I have a bowl of this marinara in the fridge pretty much at all times. It can be used on pasta, pizza sauce, dipping sauce for bread, etc. I probably don’t need to explain how to eat marinara.
Ingredients:
1/4 cup extra virgin olive oil
2 cloves fresh garlic
2 cans of whole san marzano style tomatoes (it’s ok to use the cheaper generic/kroger brand ones, but better tomatoes will make for better sauce)
2 tablespoon tomato paste
1 teaspoon dried italian seasoning (oregano also works)
2 teaspoon of kosher salt, and additional to taste
optional - pepper and/or red pepper flakes if you want a little heat
Cooking directions:
Drain whole san marzano tomatoes and set aside.
In a medium saucepan, bring 1/4 cup of olive oil to medium heat.
Crush garlic cloves and add to oil, lightly toasting them but do not brown them, about 2-3 minutes
Add tomato paste, and cookie in garlic/oil mixture for a couple minutes to let the flavors combine
Add tomatoes to mixture. I like to crush them by hand, but using a wooden spoon also works once everything is in the pot.

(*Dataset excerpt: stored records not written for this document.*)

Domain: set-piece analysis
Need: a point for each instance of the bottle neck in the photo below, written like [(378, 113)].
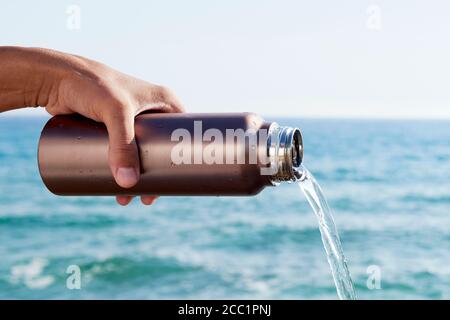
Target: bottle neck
[(285, 150)]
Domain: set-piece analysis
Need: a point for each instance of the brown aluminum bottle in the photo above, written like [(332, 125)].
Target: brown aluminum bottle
[(73, 155)]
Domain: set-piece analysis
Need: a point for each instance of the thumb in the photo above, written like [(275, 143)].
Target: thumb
[(123, 151)]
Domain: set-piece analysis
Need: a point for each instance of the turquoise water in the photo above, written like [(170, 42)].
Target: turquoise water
[(388, 183), (329, 233)]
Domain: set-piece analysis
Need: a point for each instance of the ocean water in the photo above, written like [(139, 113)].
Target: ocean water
[(387, 182)]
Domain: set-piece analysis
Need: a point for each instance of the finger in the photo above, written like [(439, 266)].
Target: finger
[(160, 99), (148, 200), (123, 152), (124, 200)]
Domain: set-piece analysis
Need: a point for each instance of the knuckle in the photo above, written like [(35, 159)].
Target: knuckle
[(123, 149), (167, 96)]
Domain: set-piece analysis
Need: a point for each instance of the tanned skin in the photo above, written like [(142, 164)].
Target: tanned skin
[(64, 83)]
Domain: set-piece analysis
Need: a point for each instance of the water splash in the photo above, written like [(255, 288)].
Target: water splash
[(329, 233)]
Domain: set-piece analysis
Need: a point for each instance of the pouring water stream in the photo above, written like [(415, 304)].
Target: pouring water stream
[(329, 233)]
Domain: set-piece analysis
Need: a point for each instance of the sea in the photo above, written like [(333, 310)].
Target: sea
[(386, 181)]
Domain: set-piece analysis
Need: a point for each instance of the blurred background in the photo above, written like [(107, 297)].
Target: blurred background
[(365, 80)]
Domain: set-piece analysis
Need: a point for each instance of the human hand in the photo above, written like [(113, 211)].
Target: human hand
[(73, 84)]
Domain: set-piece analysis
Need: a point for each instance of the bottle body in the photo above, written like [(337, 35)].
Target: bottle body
[(180, 154)]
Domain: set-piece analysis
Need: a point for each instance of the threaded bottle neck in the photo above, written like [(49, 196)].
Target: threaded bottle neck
[(285, 150)]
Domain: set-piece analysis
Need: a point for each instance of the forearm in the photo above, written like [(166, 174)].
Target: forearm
[(28, 76)]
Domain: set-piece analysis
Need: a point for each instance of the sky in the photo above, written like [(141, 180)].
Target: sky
[(347, 58)]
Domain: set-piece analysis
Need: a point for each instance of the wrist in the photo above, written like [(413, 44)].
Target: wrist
[(30, 77)]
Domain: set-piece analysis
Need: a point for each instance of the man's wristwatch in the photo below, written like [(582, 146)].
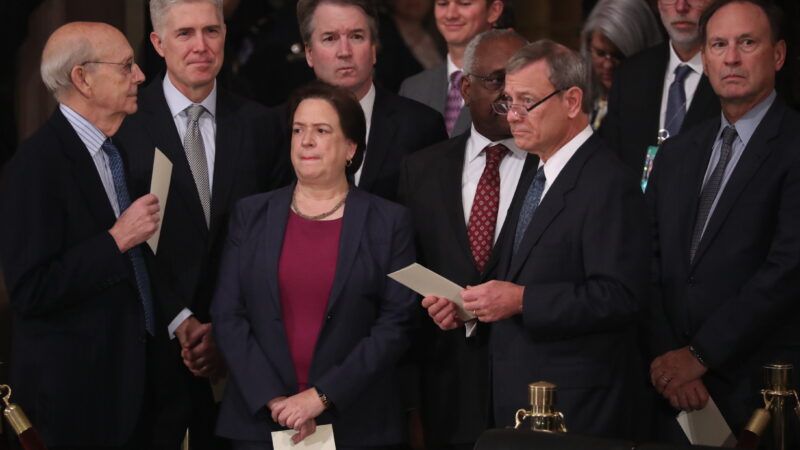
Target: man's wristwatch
[(697, 355), (324, 399)]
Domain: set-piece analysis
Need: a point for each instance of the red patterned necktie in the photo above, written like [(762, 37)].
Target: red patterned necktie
[(483, 216)]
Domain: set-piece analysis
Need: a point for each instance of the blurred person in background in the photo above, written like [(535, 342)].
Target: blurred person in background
[(615, 30)]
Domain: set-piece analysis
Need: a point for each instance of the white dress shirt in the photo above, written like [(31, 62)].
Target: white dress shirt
[(689, 83), (93, 139), (177, 103), (556, 163), (474, 163), (367, 105)]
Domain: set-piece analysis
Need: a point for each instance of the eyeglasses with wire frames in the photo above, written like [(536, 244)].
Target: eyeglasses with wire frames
[(613, 57), (127, 66), (696, 4), (493, 81), (503, 106)]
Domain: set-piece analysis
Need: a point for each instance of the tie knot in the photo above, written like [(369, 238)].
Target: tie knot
[(495, 153), (455, 78), (109, 148), (194, 112), (681, 72), (729, 135), (540, 177)]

Add oregano, salt, and pepper/red pepper flakes if desired. Cook for an additional 5 minutes just to tone down the raw flavor from the tomatoes, then take off heat. You’ll want to process this down into a rough mixture, so I use a temperature safe blender (vitamix) and pulse the cooked mixture 2-3 times. A food processor also works for this.